Maggie Ramirez

William L. Dowling Endowed Professor in Health Administration

When Maggie Ramirez joined the engineering research labs as an undergraduate at the University of Washington, she fell in love with the research process, studying and learning alongside her professors. From that moment, she knew exactly what she wanted to be in life: a professor at the UW. What she didn’t know was that her studies would take her on a slightly different path towards this goal. UW SPH sat down with Ramirez, who is the newly appointed William L. Dowling Endowed Professor in Health Administration, to learn more about her journey to becoming an assistant professor in the Department of Health Systems and Population Health, the intersection of her work in public health and engineering, and why health equity is central to her research.

Tell us what first drew you to public health.

My background is actually in engineering, and it was during my Ph.D. studies that I was introduced to public health and racial and ethnic disparities in health and health care. I worked on a project with my Ph.D. advisor to develop a telephone system that would automatically screen and monitor Latino patients with diabetes for depression, and that’s how I became really interested in public health.

You received your bachelor’s degree from the UW Industrial & Systems Engineering. Any coincidence that you are back at the UW?

I was born in Los Angeles, California, but my family moved to the Yakima Valley in Washington state when I was little so that my dad could work in agriculture. My parents, who immigrated from Mexico, did not have all the opportunities that I had as a first-generation college student. I completed my undergrad degree here at the UW, and I just loved it so much because I felt like my experience transformed the trajectory of my life. I was so grateful to this institution for doing that.
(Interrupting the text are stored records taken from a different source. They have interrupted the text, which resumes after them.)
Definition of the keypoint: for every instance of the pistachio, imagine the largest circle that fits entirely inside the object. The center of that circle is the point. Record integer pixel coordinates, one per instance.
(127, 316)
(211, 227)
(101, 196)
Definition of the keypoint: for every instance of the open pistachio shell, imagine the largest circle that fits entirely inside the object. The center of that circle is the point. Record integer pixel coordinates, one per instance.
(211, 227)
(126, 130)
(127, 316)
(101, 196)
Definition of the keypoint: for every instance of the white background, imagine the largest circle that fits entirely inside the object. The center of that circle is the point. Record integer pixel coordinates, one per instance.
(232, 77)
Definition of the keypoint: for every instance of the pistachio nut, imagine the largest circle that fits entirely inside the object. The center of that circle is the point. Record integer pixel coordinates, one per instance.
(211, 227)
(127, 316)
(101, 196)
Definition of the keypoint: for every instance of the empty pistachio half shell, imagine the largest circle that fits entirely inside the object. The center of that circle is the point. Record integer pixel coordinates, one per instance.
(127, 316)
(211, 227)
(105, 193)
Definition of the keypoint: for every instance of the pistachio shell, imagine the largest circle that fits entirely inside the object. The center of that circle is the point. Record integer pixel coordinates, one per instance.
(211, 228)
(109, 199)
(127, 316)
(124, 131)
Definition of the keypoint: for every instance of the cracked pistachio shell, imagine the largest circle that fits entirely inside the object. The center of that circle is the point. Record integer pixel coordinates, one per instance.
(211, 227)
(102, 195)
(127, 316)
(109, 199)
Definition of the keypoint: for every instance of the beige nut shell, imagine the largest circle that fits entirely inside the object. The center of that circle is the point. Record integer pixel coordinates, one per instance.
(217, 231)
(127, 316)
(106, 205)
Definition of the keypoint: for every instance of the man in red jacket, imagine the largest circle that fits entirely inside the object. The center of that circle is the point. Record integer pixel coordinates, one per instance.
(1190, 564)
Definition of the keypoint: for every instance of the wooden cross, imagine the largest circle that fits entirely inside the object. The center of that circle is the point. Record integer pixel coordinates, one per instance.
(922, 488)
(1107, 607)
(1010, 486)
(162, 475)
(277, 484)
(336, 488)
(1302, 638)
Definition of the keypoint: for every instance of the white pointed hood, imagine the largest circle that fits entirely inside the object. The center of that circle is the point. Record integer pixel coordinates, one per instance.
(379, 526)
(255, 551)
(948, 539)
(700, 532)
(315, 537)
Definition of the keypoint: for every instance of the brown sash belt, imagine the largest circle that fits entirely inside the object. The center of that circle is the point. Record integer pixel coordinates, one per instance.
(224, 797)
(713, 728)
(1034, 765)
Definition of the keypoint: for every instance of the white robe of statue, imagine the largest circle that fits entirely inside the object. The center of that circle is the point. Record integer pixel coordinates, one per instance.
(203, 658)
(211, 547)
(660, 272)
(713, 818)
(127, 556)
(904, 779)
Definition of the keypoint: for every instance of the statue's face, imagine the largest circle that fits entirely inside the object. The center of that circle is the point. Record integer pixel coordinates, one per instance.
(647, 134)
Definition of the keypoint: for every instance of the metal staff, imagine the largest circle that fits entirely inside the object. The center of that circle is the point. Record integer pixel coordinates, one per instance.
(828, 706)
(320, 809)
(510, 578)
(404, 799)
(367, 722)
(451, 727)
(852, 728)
When I was an undergrad, I set a goal to become a professor at the UW, but at that time I thought I was going to be an engineering professor. I asked my engineering professors, ‘What do I need to do to be a professor here?’ and their advice was that I leave for my graduate studies, and train at the top universities in the country to increase my chances.  So that's what I did! I went to the University of Michigan for my master’s degree, the University of Southern California for my Ph.D., and then the University of California Los Angeles for another master's degree (this time in health policy and management) and a postdoc position. And after all that, my dream came true, and I obtained a faculty position at the UW.